Poetry is difficult because we live in difficult times. More difficult than other times? Muriel Rukeyser writes in The Life of Poetry published in 1949, years before people were multitasking with cell phones or American school children were slaughtered in classrooms, “The angry things that have been said about our poetry have also been said about our time. They are both ‘confused,’ ‘chaotic,’ ‘violent,‘obscure.’” Much that is often cited as confusing and chaotic in poetry, the unrhymed lines, the quick jumps and juxtapositions, have been qualities of poetry for hundreds of years.

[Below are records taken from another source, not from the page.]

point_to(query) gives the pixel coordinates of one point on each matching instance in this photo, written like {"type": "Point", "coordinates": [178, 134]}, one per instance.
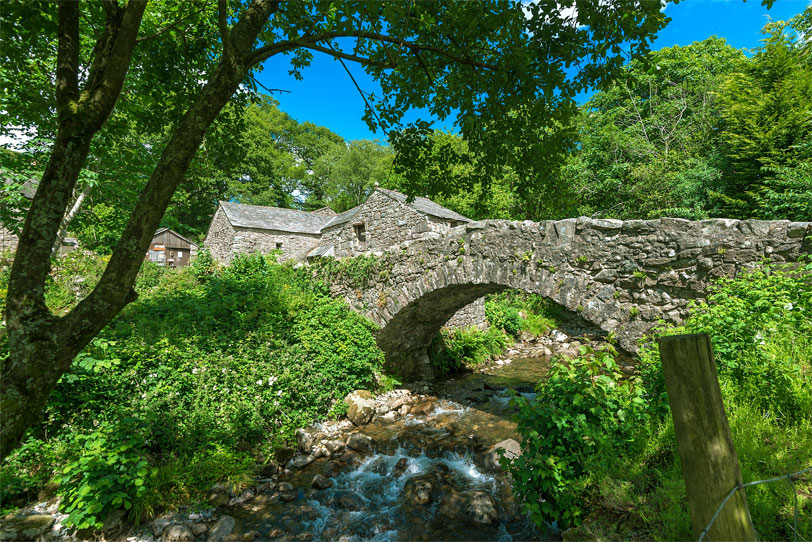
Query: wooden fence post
{"type": "Point", "coordinates": [710, 465]}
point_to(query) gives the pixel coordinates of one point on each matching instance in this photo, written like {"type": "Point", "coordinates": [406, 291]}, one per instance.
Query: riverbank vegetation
{"type": "Point", "coordinates": [599, 447]}
{"type": "Point", "coordinates": [198, 382]}
{"type": "Point", "coordinates": [509, 315]}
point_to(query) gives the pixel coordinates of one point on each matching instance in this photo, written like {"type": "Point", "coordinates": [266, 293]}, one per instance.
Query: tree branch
{"type": "Point", "coordinates": [346, 56]}
{"type": "Point", "coordinates": [67, 59]}
{"type": "Point", "coordinates": [265, 52]}
{"type": "Point", "coordinates": [363, 96]}
{"type": "Point", "coordinates": [168, 27]}
{"type": "Point", "coordinates": [114, 52]}
{"type": "Point", "coordinates": [222, 25]}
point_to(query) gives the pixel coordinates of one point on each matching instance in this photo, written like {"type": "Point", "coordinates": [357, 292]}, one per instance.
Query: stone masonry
{"type": "Point", "coordinates": [621, 276]}
{"type": "Point", "coordinates": [386, 221]}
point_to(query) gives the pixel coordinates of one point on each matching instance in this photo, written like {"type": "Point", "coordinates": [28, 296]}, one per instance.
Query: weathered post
{"type": "Point", "coordinates": [710, 465]}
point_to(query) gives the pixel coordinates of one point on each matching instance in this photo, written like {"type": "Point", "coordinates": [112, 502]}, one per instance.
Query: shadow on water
{"type": "Point", "coordinates": [427, 477]}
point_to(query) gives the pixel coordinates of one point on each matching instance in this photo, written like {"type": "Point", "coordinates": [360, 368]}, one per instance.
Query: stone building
{"type": "Point", "coordinates": [242, 229]}
{"type": "Point", "coordinates": [385, 219]}
{"type": "Point", "coordinates": [168, 248]}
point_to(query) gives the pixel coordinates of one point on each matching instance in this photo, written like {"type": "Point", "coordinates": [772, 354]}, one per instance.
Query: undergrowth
{"type": "Point", "coordinates": [599, 450]}
{"type": "Point", "coordinates": [197, 382]}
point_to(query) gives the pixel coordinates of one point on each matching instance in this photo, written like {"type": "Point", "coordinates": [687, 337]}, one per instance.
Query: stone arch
{"type": "Point", "coordinates": [623, 277]}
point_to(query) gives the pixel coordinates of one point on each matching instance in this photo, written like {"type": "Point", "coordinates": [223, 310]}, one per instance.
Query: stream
{"type": "Point", "coordinates": [427, 475]}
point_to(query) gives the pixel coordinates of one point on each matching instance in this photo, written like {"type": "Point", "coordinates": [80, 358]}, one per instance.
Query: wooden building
{"type": "Point", "coordinates": [170, 249]}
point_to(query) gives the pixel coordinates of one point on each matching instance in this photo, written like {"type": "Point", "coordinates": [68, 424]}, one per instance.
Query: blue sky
{"type": "Point", "coordinates": [326, 96]}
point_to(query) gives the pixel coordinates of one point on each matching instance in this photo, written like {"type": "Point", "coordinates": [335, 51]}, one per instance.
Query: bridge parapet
{"type": "Point", "coordinates": [623, 276]}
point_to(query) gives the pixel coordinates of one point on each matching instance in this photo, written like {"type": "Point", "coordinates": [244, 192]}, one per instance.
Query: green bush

Poetry is difficult because its concentrated patterns of language and silence create intersections between the visible and invisible worlds. Poetry isn’t journalism or sociology or simply anecdotes. A poem doesn’t have a right answer or mean one thing despite how many teachers have insisted to students that it does. Poetry is difficult because there’s a lot of it out there, some of it not very good, and how do you know where to begin or learn to tell the good from the bad? Poetry is difficult because to write or read it requires time, sometimes patience, often solitude or at the least quiet. People are busy; overworked, underpaid. Some people don’t read anything: novels, the newspaper, the positions of political candidates whose decisions will affect their lives.

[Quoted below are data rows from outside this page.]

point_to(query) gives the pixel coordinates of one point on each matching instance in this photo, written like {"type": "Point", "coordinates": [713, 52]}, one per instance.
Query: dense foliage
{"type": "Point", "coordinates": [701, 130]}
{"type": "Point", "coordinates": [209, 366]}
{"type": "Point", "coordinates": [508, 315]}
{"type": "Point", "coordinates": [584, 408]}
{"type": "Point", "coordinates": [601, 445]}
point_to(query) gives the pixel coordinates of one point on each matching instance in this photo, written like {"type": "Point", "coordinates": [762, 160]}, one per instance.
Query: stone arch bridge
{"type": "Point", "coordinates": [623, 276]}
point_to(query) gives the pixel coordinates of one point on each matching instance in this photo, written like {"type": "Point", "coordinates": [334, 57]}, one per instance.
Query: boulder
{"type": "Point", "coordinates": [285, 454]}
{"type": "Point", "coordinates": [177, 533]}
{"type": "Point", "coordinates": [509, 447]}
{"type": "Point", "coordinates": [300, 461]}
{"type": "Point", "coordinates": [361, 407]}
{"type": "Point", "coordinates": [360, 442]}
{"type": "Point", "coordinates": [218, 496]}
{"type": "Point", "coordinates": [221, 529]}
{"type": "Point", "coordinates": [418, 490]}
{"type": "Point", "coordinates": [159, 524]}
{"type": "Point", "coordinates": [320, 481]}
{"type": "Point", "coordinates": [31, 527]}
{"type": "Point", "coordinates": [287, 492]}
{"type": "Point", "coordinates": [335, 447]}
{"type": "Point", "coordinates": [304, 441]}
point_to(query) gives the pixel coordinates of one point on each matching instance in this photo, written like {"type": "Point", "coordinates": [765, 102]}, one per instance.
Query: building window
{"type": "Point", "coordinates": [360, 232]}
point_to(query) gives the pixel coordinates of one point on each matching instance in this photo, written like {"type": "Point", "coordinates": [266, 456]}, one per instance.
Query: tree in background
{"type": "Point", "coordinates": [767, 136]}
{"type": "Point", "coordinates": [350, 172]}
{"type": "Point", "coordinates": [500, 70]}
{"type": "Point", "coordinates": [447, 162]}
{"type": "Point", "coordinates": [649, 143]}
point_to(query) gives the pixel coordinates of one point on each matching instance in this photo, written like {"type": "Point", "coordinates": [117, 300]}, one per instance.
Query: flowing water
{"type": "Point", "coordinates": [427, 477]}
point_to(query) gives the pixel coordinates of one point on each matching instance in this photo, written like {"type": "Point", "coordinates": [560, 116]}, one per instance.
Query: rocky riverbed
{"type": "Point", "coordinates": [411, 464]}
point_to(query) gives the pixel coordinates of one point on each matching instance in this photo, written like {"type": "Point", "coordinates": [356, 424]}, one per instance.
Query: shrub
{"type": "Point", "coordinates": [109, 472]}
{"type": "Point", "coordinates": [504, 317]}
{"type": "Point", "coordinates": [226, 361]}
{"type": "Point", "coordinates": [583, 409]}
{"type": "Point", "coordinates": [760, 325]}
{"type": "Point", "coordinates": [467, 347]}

South African playwright Athol Fugard once complained that there are so many incredible stories in America and “nobody is telling them.” I don’t take that to mean poets should write more narrative poetry. Poet Jim Moore used to ask his students what books of poetry they would take to the hospital. I ‘ve been to the hospital, where I had a baseball sized brain tumor removed from my skull, and I know what books I took. This is from “If Time is An Engine,” by Eleanor Lerman in The Mystery of Meteors.
“The sky is blue by day, blue in the evening/but I know the way of the hidden stars/and I’m still alive, I still know secrets/There is nothing I have left undone/ So my keys are on the table./ You can sell my/ clothes…”
How difficult should poetry become? Is there a tipping point at which a poetry’s difficulty overtakes its ability to be read or received by someone other than the poet?
I think poets should be concerned with those questions.If you are a poet, who do you want to read your poetry? If you are a reader, when was the last time you read a book of poetry? Gave a poem to a child? Copied a poem in your own handwriting? I love remembering what I once heard Mark Doty say: the longer you can stay underwater, the further you can see in the dark.
If you don’t respond to one poem, choose another. The poets are there: Oliver, Dickinson, Howe. Rasmussen, Clifton, Sheck. Transtromer, Sutphen, Farah. Li Ch’ing-Chao, Sayers, Yau. The poets are there, and I believe the readers are too, especially if the rest of us, writers, teachers, editors, parents, and booksellers, help us find each other.